I do not think her appointment will be enough, because even though as deputy secretary of Tutela she will be able to improve the Catholic Bishops’  tone and attitude, while preventing a bishop from using medieval slang to talk about sexual abuse, Morris Kettelkamp will not head anything resembling a “task force.”

In other words, she will not investigate the many pending cases of clerical sexual abuse, nor does she have, strictly speaking, powers over the just under 2,500 Catholic dioceses that exist on a global scale.

She may, however, advice the bishops to avoid this or that mistake. Despite this, I believe that his experience as a police officer in real life in a country where victims have a chance of finding a measure of justice makes her appointment positive and could lead to have an impact in the future.

The problem is how far into the future. Beyond the fact that, as demonstrated in two of the most recent installments of this series, there are priests who pray—albeit hypocritically and sardonically—for the death of Jorge Mario Bergoglio, the reality is that the bishops continue to bet on victims of sexual abuse either die or get tired as to avoid litigation.

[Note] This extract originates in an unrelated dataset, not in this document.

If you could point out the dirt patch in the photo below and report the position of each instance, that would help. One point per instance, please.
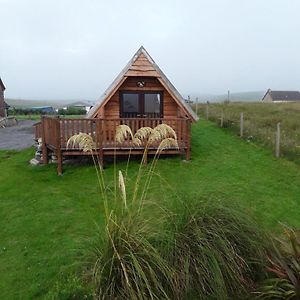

To achieve this, they even encourage the most faithful of their faithful to attack the victims on social networks, demanding that they air their cases there, knowing that—at least in the case of the Mexican victims—this would imply spoiling their judicial processes and even would give diocese lawyers the chance to counterattack the victims of sexual abuse.

To do this, they would cook a crime that very solicitous district attorneys and judges would be willing to prosecute at the speed of light to protect the “good name” of the priests and incidentally cause the other processes to sink.

Given the restrictions set by reality, Colonel Morris Kettelkamp’s appointment to Tutela Minorum will be the only good news for victims of sexual abuse.

That one must follow this line of reasoning when talking about Tutela Minorum is worrying since it is an institution that must face what is the worst crisis of confidence in the history of the Catholic Church in the last 70 years and, as was seen in a previous installment of this series, available only in Spanish and linked immediately after this paragraph, if something has characterized Tutela Minorum it is that it has increased distrust in the Catholic Church.

Con voz propia

It is known that Alí Herrera is not good news for the victims and their relatives, because—as the Colombian press specialized in following these matters has shown—the auxiliary bishop of the capital of that country is not known by his interest in protecting the victims.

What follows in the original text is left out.